マダム・ポンフリーは、毛むくじゃらの顔が人目に触れたら恥ずかしいだろうと考え、例によってカーテンでハーマイオニーのベッドの周囲をぐるりと囲ってしまった。


ハリーとロンは、新学期が始まってからも毎日夕方に見舞いに通った。
その日の宿題を届けることも欠かさなかった。

そして、その少し後ろから、チユも必ず足を運んだ。


彼女はいつも入口のあたりで立ち止まり、声をかけるタイミングを何度もはかってから、そっとベッドのそばに近づいた。
医務室の冷たい空気が、まるでひとつの儀式のように感じられた。


最初のころは、姿を見せないハーマイオニーに声をかけることもためらった。
けれどある日、カーテン越しに小さな声で「チユ……ありがとう」と呼ばれたことで、彼女はベッド脇の椅子に腰をおろせるようになった。


「お薬、苦くない?」

「……大丈夫。平気よ」


「本読もうか?今日は“千の魔法薬と薬草”持ってきたんだ。眠くなるやつ」

「……ちょっとだけ、読んで」


そんなふうに、ハーマイオニーが声を返す日は、チユの胸もほんの少しあたたかくなるのだった。


ある晩、ロンがベッドの脇机に、本をひと抱えドサッと落としながら言った。



「ひげが生えてきたら、僕なら勉強はお休みするなあ。堂々と!」

「バカなこと言わないでよ、ロン。

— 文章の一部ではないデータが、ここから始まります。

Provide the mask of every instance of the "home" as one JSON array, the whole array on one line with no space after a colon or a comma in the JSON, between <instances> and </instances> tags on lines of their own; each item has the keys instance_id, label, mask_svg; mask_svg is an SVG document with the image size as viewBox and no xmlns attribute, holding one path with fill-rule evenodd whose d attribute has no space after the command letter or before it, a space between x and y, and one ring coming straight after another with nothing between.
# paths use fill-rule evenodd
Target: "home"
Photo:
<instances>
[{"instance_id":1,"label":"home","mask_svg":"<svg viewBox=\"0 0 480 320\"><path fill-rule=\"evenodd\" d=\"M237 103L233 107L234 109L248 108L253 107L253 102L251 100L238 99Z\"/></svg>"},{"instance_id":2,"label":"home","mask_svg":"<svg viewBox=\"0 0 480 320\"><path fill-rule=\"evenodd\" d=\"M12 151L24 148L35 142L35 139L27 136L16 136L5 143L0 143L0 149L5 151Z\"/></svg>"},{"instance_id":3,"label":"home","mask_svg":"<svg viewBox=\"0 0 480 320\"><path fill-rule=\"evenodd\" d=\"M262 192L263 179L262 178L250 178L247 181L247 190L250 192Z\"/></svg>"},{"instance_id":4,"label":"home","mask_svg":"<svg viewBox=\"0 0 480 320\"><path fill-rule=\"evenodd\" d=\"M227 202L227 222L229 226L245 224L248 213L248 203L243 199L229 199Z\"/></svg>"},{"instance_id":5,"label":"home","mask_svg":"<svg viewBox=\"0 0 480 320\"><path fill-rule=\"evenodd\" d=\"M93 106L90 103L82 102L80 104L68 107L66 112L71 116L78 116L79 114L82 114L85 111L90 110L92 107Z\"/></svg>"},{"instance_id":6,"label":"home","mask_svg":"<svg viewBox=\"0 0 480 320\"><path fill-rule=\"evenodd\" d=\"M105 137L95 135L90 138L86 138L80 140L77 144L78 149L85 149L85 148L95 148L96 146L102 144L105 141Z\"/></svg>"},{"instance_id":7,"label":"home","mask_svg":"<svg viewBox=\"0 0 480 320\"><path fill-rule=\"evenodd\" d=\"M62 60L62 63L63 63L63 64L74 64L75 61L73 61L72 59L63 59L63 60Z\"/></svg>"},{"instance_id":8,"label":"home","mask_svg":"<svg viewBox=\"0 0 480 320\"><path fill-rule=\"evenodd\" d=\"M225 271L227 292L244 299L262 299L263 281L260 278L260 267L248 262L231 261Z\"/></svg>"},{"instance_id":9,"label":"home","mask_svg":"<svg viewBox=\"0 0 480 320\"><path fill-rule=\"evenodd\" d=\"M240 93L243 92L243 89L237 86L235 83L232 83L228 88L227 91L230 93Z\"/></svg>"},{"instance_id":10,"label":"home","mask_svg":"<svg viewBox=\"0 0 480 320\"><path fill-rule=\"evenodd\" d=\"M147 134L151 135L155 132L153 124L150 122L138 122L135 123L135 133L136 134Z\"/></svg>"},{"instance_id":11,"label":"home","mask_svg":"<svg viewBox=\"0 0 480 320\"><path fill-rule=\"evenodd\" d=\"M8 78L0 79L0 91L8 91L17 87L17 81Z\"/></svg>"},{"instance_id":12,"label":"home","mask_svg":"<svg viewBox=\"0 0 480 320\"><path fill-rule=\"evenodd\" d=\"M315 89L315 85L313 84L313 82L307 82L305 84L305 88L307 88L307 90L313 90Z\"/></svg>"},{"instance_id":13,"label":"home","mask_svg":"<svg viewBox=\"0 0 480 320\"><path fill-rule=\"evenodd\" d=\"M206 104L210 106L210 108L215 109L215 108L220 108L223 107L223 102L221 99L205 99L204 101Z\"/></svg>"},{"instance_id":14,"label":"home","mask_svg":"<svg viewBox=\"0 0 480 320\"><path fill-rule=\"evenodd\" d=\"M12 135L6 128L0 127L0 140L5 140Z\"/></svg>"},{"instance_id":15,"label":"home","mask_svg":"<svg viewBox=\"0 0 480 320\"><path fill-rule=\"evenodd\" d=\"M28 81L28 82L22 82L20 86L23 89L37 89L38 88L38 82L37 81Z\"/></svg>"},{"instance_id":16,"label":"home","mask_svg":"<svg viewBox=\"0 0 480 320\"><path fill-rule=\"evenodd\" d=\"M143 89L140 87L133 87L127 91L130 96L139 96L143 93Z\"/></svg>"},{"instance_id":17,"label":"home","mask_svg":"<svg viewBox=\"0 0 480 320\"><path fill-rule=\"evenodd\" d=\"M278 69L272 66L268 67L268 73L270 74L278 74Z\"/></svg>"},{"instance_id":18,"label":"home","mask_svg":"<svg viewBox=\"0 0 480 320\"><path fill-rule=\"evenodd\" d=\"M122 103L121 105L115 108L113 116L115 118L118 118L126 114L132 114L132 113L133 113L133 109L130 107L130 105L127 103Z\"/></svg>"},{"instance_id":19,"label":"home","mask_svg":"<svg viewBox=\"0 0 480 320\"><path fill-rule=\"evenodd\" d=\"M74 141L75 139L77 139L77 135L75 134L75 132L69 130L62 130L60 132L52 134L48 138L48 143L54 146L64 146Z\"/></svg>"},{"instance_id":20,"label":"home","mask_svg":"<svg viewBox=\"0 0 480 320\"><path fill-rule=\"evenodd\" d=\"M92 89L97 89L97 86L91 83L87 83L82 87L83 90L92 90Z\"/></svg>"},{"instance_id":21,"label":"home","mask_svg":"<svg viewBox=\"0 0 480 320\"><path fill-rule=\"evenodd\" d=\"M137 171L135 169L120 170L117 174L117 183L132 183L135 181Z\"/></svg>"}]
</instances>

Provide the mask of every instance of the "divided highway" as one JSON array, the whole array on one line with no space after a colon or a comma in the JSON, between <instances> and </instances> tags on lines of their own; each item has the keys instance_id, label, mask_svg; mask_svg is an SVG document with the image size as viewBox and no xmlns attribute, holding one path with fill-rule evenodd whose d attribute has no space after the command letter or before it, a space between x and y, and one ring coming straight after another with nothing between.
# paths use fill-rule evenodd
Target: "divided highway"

遅れないようにしなくちゃ」


元気な答えだった。

顔の毛はきれいに消え、目の色も少しずつ戻ってきていた。
ハーマイオニーの気分も、日ごとに明るくなってきていた。


「……何か新しい手がかりはないの?」


マダム・ポンフリーに聞こえないよう、ハーマイオニーがひそめた声で尋ねる。

ハリーが首を振る。

「……なんにも」
憂鬱そうな声だった。


「絶対、マルフォイだと思ったのになあ」

ロンはその言葉をもう100回は繰り返している。